PROUST-KAFKA-JOYCE

 

Traduit de l'anglais par Arnaud Pelletier
 

Auto-bio-graphie.

 

« PROUST-KAFKA-JOYCE » : l’ordre indiqué par le titre de la
conférence que prononce Elias Canetti en août 1948, au
Bryanston College, n’est pas celui dans lequel il présente
d’abord les trois écrivains. Canetti aborde en effet, pour commencer,
Proust, puis Joyce et enfin Kafka comme illustrant chacun l’une des trois
préoccupations essentielles de l’homme. Il caractérise celles-ci par une
orientation de la conscience aux trois extases du temps : le passé, le présent
et le futur. De ce point de vue, Marcel Proust est l’écrivain de l’intelligence
du passé, James Joyce celui du flux du présent, et Franz Kafka
celui de l’angoisse des futurs.

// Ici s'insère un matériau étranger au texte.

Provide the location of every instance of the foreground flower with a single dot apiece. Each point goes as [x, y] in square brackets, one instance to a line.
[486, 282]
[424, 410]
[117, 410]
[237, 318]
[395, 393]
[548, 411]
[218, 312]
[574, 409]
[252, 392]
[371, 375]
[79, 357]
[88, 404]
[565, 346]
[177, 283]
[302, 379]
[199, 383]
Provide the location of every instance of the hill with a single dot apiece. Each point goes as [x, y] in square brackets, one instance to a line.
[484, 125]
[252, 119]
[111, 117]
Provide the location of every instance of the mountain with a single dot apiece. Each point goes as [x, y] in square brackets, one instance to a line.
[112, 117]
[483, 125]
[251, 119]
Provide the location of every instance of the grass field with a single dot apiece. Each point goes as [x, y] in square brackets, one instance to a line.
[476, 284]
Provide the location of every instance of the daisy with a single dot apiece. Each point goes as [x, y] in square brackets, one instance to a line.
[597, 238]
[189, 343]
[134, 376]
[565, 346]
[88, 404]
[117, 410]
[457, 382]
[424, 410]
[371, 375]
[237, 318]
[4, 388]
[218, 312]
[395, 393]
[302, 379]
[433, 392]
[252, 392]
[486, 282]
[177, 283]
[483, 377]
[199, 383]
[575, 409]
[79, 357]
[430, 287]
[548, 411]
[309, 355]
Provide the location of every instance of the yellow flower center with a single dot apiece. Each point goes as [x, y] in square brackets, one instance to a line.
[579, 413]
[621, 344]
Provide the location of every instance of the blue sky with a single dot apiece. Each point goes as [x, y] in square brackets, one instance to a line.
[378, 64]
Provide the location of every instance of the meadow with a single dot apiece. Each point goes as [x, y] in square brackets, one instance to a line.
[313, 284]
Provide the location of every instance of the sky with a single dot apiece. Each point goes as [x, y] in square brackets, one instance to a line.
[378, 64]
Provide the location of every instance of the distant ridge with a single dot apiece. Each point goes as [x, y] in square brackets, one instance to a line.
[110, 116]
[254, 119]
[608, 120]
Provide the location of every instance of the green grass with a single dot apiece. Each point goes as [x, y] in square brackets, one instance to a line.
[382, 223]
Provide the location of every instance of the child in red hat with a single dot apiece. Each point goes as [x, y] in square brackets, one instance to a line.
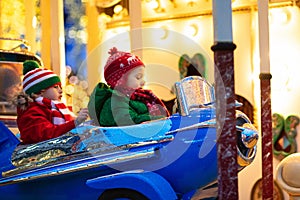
[123, 101]
[41, 114]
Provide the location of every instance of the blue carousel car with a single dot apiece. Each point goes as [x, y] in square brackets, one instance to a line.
[172, 158]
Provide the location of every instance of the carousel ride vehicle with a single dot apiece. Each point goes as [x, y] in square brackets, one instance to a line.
[171, 158]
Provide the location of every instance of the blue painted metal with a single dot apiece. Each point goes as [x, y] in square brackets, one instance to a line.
[150, 184]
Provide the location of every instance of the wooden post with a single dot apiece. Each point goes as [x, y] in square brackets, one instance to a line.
[225, 100]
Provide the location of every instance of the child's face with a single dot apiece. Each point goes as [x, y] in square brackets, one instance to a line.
[53, 93]
[135, 78]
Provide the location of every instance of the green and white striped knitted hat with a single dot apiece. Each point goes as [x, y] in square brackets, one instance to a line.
[36, 78]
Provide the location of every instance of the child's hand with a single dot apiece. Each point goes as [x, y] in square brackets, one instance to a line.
[82, 116]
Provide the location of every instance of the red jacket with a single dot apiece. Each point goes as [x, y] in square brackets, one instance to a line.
[35, 124]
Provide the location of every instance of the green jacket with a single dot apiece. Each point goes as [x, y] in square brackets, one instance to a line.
[112, 108]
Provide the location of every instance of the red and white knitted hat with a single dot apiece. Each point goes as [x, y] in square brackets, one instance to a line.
[36, 78]
[118, 64]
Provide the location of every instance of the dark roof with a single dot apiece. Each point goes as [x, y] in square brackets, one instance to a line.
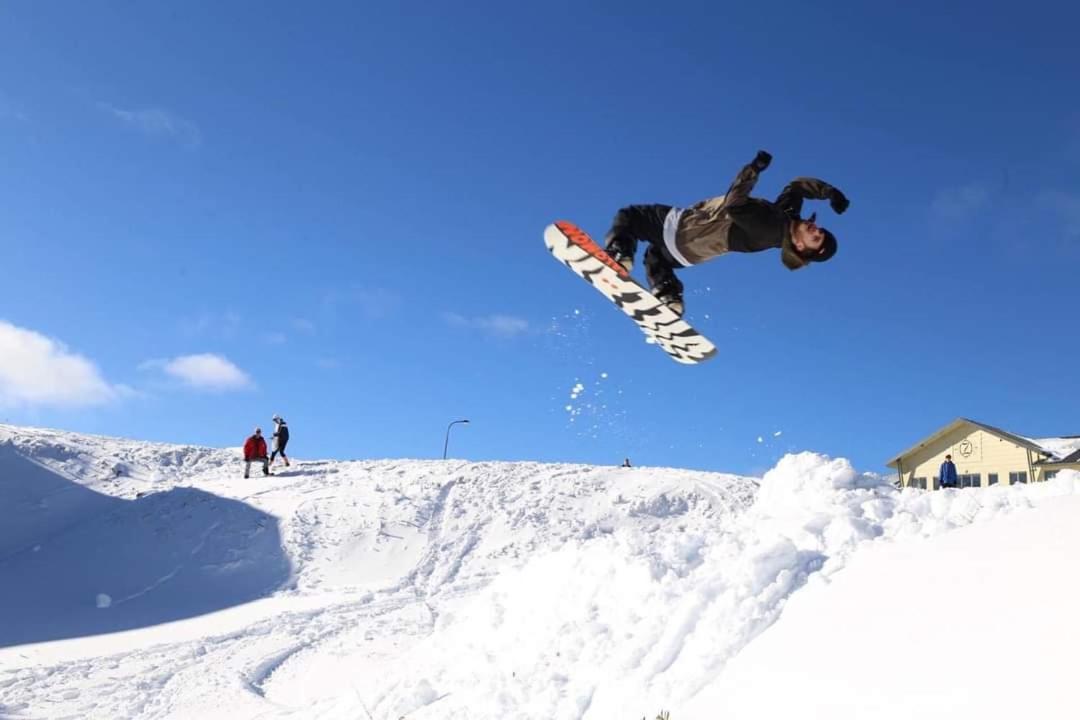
[1023, 442]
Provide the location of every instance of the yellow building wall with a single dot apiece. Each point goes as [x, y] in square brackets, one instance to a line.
[973, 450]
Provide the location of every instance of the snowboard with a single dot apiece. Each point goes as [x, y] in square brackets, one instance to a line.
[576, 249]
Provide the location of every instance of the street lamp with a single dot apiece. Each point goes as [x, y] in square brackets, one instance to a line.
[447, 443]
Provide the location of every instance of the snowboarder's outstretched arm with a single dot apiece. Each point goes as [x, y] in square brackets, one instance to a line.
[809, 188]
[747, 178]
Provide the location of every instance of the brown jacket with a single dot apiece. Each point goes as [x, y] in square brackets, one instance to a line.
[736, 222]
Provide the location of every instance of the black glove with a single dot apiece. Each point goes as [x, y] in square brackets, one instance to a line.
[839, 202]
[761, 161]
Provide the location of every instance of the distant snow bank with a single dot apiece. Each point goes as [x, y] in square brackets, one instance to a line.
[630, 621]
[455, 589]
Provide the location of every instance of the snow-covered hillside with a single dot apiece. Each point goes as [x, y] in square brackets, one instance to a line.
[152, 581]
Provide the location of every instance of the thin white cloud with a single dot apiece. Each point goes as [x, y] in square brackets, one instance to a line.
[960, 203]
[156, 122]
[503, 326]
[225, 325]
[37, 370]
[203, 371]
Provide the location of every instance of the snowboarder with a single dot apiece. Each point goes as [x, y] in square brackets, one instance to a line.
[255, 449]
[947, 474]
[280, 439]
[732, 222]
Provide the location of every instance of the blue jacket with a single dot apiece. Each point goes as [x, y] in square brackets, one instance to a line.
[947, 473]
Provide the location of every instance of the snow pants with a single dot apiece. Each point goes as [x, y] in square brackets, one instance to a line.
[637, 222]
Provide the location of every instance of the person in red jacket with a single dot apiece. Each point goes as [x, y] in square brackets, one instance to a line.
[255, 448]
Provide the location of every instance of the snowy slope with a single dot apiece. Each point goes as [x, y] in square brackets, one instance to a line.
[151, 581]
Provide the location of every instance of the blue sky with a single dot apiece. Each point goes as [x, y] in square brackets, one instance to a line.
[214, 212]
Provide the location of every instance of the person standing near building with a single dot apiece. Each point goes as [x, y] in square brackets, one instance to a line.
[255, 449]
[280, 439]
[947, 474]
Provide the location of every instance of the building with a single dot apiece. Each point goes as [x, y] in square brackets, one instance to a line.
[985, 456]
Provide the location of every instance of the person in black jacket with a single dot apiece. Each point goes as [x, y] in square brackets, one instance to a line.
[733, 222]
[280, 439]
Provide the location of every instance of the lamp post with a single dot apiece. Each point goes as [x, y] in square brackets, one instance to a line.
[447, 443]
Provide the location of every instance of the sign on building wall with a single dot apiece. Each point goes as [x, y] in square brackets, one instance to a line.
[970, 449]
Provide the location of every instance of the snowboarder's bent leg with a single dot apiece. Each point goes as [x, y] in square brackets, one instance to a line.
[660, 271]
[631, 225]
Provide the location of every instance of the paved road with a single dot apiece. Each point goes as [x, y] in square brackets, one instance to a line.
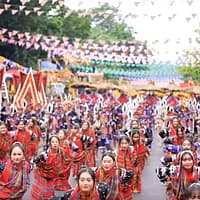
[152, 189]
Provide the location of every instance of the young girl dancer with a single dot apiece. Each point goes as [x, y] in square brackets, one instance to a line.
[14, 177]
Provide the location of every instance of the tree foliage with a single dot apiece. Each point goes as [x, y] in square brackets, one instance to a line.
[73, 26]
[192, 70]
[107, 28]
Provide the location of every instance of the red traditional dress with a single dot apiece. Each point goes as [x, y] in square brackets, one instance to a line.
[78, 158]
[139, 156]
[61, 181]
[24, 137]
[37, 134]
[5, 143]
[179, 182]
[125, 160]
[14, 180]
[90, 148]
[78, 194]
[45, 174]
[112, 178]
[177, 141]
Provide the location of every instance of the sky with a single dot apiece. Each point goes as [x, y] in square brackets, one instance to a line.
[168, 25]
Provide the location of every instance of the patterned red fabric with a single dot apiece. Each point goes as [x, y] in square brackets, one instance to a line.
[45, 176]
[139, 155]
[182, 180]
[41, 188]
[79, 157]
[14, 180]
[90, 151]
[178, 141]
[112, 179]
[24, 137]
[125, 160]
[61, 181]
[5, 143]
[77, 194]
[35, 142]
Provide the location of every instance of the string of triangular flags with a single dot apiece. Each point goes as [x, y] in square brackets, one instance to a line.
[14, 9]
[121, 51]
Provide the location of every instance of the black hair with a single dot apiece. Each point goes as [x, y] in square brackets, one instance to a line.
[54, 136]
[84, 169]
[193, 188]
[186, 152]
[110, 154]
[135, 131]
[124, 137]
[180, 127]
[17, 144]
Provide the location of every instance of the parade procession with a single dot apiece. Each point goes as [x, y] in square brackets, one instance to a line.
[95, 107]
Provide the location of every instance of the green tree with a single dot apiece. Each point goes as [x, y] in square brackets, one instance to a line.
[106, 25]
[72, 26]
[192, 70]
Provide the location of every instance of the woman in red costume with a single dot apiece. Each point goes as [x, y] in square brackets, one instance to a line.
[140, 154]
[61, 182]
[89, 143]
[35, 135]
[113, 176]
[86, 187]
[14, 175]
[179, 178]
[74, 139]
[5, 142]
[23, 135]
[49, 166]
[125, 161]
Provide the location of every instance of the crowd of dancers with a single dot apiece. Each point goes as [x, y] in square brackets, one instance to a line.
[67, 138]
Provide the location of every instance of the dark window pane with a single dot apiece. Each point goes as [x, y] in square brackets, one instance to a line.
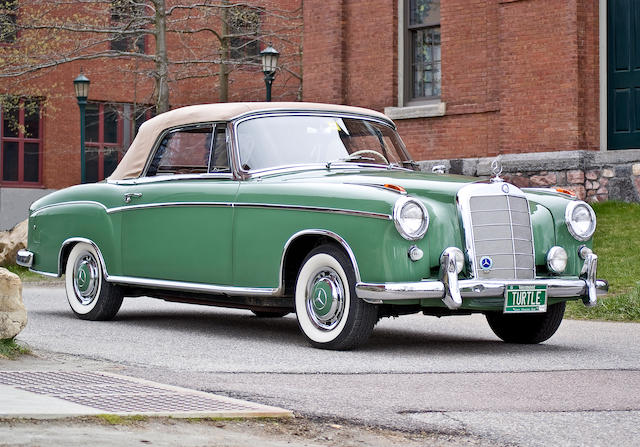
[92, 123]
[91, 164]
[110, 125]
[110, 161]
[31, 162]
[424, 12]
[244, 24]
[10, 122]
[10, 161]
[8, 20]
[425, 69]
[31, 119]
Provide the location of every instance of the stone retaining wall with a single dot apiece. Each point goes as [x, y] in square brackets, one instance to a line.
[593, 176]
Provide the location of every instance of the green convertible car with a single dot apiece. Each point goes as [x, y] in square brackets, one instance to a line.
[314, 209]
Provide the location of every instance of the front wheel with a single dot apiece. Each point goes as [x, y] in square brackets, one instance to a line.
[329, 313]
[527, 328]
[90, 296]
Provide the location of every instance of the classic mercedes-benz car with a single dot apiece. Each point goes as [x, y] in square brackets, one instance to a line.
[314, 209]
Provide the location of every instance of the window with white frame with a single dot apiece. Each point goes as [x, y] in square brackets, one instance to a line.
[422, 65]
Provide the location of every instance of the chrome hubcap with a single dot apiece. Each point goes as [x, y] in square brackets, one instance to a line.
[325, 299]
[86, 276]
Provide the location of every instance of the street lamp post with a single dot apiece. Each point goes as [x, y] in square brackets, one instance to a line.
[269, 64]
[81, 85]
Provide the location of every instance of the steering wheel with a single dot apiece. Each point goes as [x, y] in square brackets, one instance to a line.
[370, 152]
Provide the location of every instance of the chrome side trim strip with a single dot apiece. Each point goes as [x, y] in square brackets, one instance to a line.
[78, 202]
[252, 205]
[52, 275]
[317, 209]
[169, 205]
[192, 287]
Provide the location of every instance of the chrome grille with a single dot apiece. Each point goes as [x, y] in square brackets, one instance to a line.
[498, 228]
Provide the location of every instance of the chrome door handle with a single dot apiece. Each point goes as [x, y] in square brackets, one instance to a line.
[128, 196]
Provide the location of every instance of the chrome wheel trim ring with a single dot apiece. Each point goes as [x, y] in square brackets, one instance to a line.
[86, 278]
[325, 299]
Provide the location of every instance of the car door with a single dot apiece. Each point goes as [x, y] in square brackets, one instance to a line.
[177, 218]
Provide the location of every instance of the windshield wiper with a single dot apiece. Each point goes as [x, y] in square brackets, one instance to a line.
[353, 157]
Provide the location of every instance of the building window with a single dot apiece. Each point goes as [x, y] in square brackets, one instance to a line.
[423, 49]
[127, 15]
[109, 130]
[21, 143]
[104, 127]
[8, 21]
[244, 27]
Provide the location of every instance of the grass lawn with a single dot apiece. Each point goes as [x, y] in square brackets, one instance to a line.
[617, 244]
[9, 349]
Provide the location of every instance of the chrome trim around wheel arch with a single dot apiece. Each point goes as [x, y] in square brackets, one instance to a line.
[86, 241]
[316, 232]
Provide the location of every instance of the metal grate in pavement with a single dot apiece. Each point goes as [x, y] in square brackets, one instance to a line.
[118, 394]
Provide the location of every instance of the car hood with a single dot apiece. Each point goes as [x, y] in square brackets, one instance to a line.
[427, 185]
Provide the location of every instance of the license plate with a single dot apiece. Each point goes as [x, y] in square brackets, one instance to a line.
[525, 299]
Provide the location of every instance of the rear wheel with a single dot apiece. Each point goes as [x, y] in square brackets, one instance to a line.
[329, 313]
[527, 328]
[88, 294]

Ces trois points de fuite de la conscience et
du temps permettent non seulement de penser ensemble les trois écrivains,
mais de les ordonner selon l’incertitude croissante portée par leur
préoccupation : le passé est un abri des souvenirs recueillis, le présent est
un sol aux fissures imminentes, le futur est l’espace des destructions à
venir.

Ce n’est cependant pas ce point de vue, plutôt commun, des dimensions
du temps que retient Elias Canetti pour penser ensemble les trois
écrivains, mais leur réel point commun, à savoir « le caractère autobiographique
d’une grande partie de leur oeuvre ». Or, c’est un caractère que
partage également l’oeuvre de Canetti, même à l’époque de la conférence.
Il y a ainsi comme une parenté secrète entre le conférencier et ceux dont il
parle, et surtout une manière vécue, de cette vie enfin vécue, de poser le
problème de l’autobiographie. Le problème pour Canetti n’est pas tant de
comprendre la place de la vie dans l’oeuvre, et moins encore de comprendre
la vie comme une introduction à l’oeuvre, à la manière de ces biographies
hâtives, mais de saisir comment une oeuvre a pris place dans une
vie. La préoccupation centrale de l’écrivain n’est pas d’abord celle de son
héritage, du moment présent ou à venir, mais elle celle de la mise à distance
de soi-même qui permettra de préserver sa substance — qu’il faut
comprendre indissociablement comme substance vitale et substance narrative
— et qui permettra peut-être de la métamorphoser en oeuvre d’art.